Because it is new technology, there isn’t much legal precedent to determine cases involving self-driving feature-related car accidents. Legal precedent speaks of prior case determinations, which form the basis for applying future laws.

The laws vary widely in the few states with an autonomous or semi-autonomous driving legislation. A driver who gets into an accident involving a semi-autonomous vehicle in Texas may face different consequences from a driver involved in an accident under the same circumstances in Washington DC.

Are Self-Driving Cars Legal?

The answer is, yes and no. The federal government is yet to clear driverless vehicles on the road, meaning having a driverless car on the road is not legal. However, some states have passed legislation to govern self-driving vehicle usage.

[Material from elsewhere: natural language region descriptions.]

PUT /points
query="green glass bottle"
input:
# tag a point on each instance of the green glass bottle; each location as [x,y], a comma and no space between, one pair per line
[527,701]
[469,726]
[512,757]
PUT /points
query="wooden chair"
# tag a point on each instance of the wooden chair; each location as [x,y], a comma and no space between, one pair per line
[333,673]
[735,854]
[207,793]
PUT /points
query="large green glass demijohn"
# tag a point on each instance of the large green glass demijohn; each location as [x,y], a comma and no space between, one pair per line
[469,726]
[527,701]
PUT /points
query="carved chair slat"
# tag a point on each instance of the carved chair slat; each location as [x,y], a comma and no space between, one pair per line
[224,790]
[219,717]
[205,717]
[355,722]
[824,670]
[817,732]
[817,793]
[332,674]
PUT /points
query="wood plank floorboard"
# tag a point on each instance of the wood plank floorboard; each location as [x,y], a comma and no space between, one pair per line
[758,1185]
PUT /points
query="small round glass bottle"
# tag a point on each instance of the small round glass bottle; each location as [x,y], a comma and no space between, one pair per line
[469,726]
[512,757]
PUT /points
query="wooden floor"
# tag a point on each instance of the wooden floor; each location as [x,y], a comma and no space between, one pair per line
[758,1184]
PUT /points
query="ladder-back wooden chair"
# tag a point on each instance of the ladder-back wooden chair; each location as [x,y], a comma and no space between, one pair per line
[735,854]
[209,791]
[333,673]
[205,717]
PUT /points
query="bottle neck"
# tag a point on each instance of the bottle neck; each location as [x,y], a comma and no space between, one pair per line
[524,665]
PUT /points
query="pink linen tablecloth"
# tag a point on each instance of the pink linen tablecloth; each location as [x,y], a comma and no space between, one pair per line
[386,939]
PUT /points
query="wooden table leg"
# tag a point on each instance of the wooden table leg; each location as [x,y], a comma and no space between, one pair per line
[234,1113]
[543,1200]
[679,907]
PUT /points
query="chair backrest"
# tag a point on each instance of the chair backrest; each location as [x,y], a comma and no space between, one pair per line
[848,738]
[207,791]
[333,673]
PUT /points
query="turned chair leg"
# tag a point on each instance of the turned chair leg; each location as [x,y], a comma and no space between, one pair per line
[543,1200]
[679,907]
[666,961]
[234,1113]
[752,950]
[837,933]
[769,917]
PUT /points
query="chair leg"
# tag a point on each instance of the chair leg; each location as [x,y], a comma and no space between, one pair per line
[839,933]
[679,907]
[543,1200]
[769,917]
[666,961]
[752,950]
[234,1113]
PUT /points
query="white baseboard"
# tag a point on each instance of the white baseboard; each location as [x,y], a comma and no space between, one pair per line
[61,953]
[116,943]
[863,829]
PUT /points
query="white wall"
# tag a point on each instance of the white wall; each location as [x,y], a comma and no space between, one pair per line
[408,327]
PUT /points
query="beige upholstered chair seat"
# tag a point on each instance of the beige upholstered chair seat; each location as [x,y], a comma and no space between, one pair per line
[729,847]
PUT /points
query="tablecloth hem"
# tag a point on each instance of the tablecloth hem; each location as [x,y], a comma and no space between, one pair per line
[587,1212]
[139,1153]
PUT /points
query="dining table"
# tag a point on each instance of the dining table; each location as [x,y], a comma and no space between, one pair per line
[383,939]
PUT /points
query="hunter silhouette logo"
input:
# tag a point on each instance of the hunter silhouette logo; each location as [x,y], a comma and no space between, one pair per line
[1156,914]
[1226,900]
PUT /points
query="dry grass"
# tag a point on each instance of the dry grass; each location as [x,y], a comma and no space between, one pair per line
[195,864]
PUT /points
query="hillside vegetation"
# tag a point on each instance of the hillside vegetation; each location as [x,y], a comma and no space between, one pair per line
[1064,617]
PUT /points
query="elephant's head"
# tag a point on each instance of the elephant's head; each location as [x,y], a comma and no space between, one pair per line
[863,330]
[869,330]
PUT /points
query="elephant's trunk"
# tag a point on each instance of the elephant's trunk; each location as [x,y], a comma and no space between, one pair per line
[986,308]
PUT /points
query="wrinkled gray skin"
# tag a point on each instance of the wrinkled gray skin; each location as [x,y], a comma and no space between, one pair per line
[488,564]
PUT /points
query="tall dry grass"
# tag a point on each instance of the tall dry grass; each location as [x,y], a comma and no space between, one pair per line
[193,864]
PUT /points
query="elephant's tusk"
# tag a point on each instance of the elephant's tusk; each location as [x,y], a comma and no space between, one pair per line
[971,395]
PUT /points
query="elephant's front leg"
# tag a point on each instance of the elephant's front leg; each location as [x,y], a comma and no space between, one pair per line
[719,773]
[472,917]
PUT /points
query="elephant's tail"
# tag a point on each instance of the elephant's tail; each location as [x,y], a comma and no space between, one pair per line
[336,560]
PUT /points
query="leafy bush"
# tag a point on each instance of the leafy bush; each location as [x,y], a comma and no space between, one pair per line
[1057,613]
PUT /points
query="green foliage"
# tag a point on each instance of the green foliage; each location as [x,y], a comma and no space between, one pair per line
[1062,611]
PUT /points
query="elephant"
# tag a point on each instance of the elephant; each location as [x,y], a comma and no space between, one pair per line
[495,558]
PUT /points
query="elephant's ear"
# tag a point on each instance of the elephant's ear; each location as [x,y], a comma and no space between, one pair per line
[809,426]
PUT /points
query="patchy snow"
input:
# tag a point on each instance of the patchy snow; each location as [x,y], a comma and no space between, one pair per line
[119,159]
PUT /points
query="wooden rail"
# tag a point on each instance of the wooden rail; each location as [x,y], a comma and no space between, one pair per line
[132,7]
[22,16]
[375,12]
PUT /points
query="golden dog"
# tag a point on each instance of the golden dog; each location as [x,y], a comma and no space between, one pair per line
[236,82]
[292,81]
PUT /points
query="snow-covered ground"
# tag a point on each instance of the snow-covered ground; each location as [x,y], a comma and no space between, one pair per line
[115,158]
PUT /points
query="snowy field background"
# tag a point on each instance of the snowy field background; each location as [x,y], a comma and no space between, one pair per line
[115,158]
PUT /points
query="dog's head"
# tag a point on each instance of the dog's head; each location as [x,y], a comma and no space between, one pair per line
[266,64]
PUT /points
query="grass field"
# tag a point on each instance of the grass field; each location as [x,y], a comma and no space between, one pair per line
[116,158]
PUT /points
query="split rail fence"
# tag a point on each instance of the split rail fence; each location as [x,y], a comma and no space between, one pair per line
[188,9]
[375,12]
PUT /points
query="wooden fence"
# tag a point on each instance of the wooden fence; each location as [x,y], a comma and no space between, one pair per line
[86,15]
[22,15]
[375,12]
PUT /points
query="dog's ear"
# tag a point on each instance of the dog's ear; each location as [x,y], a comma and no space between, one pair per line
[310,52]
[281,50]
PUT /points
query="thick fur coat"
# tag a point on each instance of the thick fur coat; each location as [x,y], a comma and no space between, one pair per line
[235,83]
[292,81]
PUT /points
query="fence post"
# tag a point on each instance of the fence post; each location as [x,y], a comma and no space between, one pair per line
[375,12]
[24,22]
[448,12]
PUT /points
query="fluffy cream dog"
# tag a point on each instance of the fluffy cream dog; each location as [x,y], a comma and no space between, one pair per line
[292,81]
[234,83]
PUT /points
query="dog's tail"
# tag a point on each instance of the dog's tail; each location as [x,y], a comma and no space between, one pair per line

Owning a vehicle with self-driving capabilities is perfectly legal, and you can legally drive one in any state as long as there is someone in the driver’s seat. The law is unclear on how much driving a driver should do vs. how much technology can do, which introduces a gray area.

Due to this ambiguity in federal and state laws, determining liability in semi-autonomous cars can become a big challenge. Therefore, choosing a lawyer to represent you in a self-driving-related car accident claim requires careful consideration.

Tort Liability

Both tort and product liability may apply for autonomous vehicle-related accidents. If a driver intentionally fails to play their part in following traffic rules hoping the autonomous will do it for them, they may have liability for the accidents.

In 2020, a Los Angeles court found Kevin George Aziz Riad guilty of manslaughter with gross negligence for the death of a couple at an intersection when his vehicle, a Tesla Model S, was on autopilot. According to the court, Riad was responsible for controlling the car when approaching the intersection instead of trusting the autopilot.

Tesla, on its website, makes it clear that its autopilot feature does not make its vehicles autonomous. The feature is meant only to assist, not replace the driver. This court ruling marked the first time a driver was found criminally guilty of causing an accident that involved a vehicle’s autonomous feature failure.

Product Liability

Product liability may also be applicable when software failure causes a problem out of the driver’s control to cause an accident. There are ongoing lawsuits against Tesla for failed systems that resulted in an accident under product liability law. For example, a case involving Jeremy Banner, who died in 2018 after his car, a Tesla Model S, crashed into a trailer 10 seconds after activating autopilot.

The lawsuit claims that Banner trusted what the car manufacturer said would work. It also claims that Tesla specifically knew that the technology was defective and would not work based on previous accidents involving feature failure under similar circumstances. “Drivers drop their guard because they trust what the automakers say, and they should take responsibility for it,” says car accident lawyer Bert McDowell of Bert McDowell Injury Law.

As a vehicle that prides itself on having the best autopilot features, these accidents call to question why the carmaker should not be partly at fault for accidents resulting from a feature they claim works. Outcomes of lawsuits such as Banner’s will set precedence for future autonomous feature failure-related accidents.